We present measurements of the normalised redshift-space three-point correlation function (Qz) of galaxies from the Sloan Digital Sky Survey (SDSS) main galaxy sample. We have applied our "npt" algorithm to both a volume-limited (36738 galaxies) and magnitude-limited sample (134741 galaxies) of SDSS galaxies, and find consistent results between the two samples, thus confirming the weak luminosity dependence of Qz recently seen by other authors. We compare our results to other Qz measurements in the literature and find it to be consistent within the full jack-knife error estimates.

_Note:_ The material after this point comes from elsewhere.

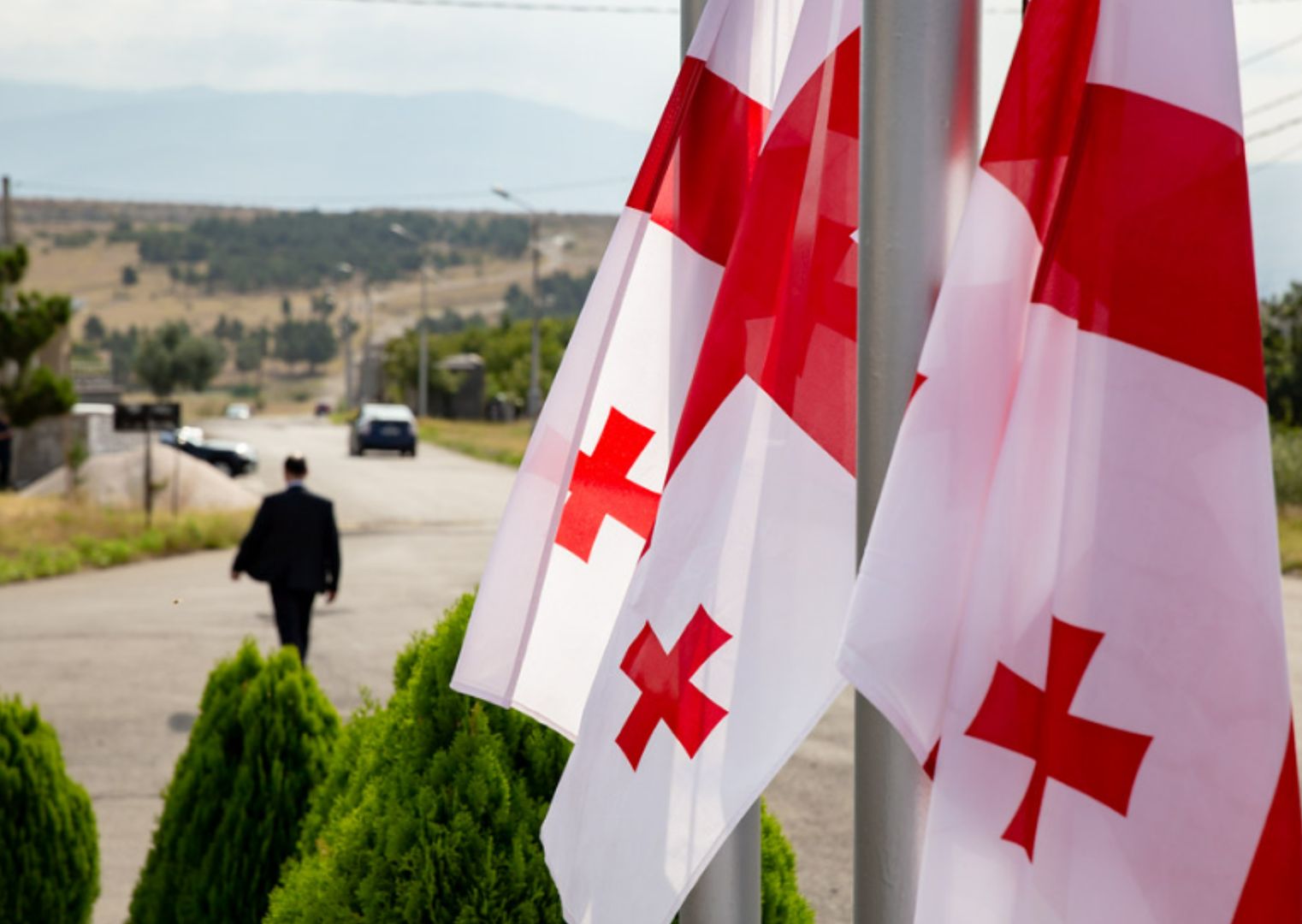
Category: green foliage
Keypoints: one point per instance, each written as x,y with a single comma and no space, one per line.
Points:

However, we find these errors are significantly increased by the presence of the ``Sloan Great Wall'' (at z ~ 0.08) within these two SDSS datasets, which changes the 3-point correlation function (3PCF) by 70% on large scales (s>=10h-1 Mpc). If we exclude this supercluster, our observed Qz is in better agreement with that obtained from the 2dFGRS by other authors, thus demonstrating the sensitivity of these higher-order correlation functions to large-scale structures in the Universe. This analysis highlights that the SDSS datasets used here are not ``fair samples'' of the Universe for the estimation of higher-order clustering statistics and larger volumes are required. We study the shape-dependence of Qz(s,q,theta) as one expects this measurement to depend on scale if the large scale structure in the Universe has grown via gravitational instability from Gaussian initial conditions. On small scales (s <= 6h-1 Mpc), we see some evidence for shape-dependence in Qz, but at present our measurements are consistent with a constant within the errors (Qz ~ 0.75 +/- 0.05). On scales >10h-1 Mpc, we see considerable shape-dependence in Qz.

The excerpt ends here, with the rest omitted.